Sometimes, it's all a question of scale.

Opaopajr

#59
Ethical vandal (as in destruction of property)? Well many religious movements were (or are) in fact iconoclastic (destroys imagery), or at least put heavy injunction against forbidden things (oppositional faiths, e.g. satanism). So the answer on Earth is an emphatic yes. In fact it is often a duty of the new order replacing the old order, to prevent the past opposition from returning as a threat.

(Further, the defacing and destruction of living things, including people, can be in that argument against lawful or good fighters. But for defense, survival, gold, and glory has already been established as allowed justifications for those who fight in manifold variations. Yet complications always ensue, hence codes of conduct, internal military jurisprudence, etc. Certain morals take a backseat to necessity, but the nod to ethical application -- and ethical internal review -- is frequently present.)
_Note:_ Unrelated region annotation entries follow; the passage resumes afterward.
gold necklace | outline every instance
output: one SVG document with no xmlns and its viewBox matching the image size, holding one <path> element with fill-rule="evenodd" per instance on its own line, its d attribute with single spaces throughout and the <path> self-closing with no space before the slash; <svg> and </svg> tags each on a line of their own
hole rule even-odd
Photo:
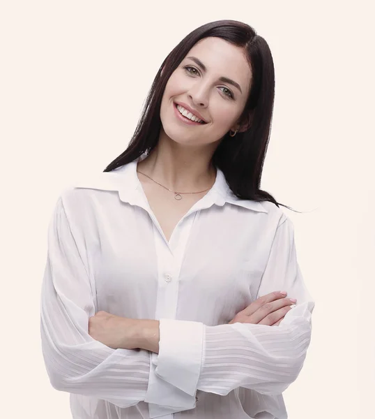
<svg viewBox="0 0 375 419">
<path fill-rule="evenodd" d="M 169 192 L 173 192 L 174 193 L 174 199 L 176 199 L 177 200 L 181 200 L 183 198 L 183 197 L 181 196 L 184 195 L 185 193 L 201 193 L 202 192 L 206 192 L 206 191 L 208 191 L 208 189 L 211 189 L 212 188 L 212 186 L 211 186 L 211 188 L 208 188 L 208 189 L 205 189 L 204 191 L 200 191 L 199 192 L 176 192 L 175 191 L 171 191 L 171 189 L 168 189 L 168 188 L 166 188 L 165 186 L 162 185 L 162 184 L 160 184 L 158 182 L 156 182 L 152 177 L 150 177 L 147 175 L 145 175 L 144 173 L 142 173 L 141 172 L 139 172 L 139 170 L 137 170 L 137 172 L 141 173 L 141 175 L 143 175 L 144 176 L 146 176 L 148 179 L 151 179 L 153 182 L 155 182 L 155 183 L 157 183 L 158 185 L 160 185 L 160 186 L 162 186 L 164 189 L 169 191 Z"/>
</svg>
It may not be in your fantasy world as you get to define the moral compasses and cultural expressions in your table's fictional world, naturally.   :)
Just make your fuckin\' guy and roll the dice, you pricks. Focus on what\'s interesting, not what gives you the biggest randomly generated virtual penis.  -- J Arcane
 
You know, people keep comparing non-TSR D&D to deck-building in Magic: the Gathering. But maybe it\'s more like Katamari Damacy. You keep sticking shit on your characters until they are big enough to be a star.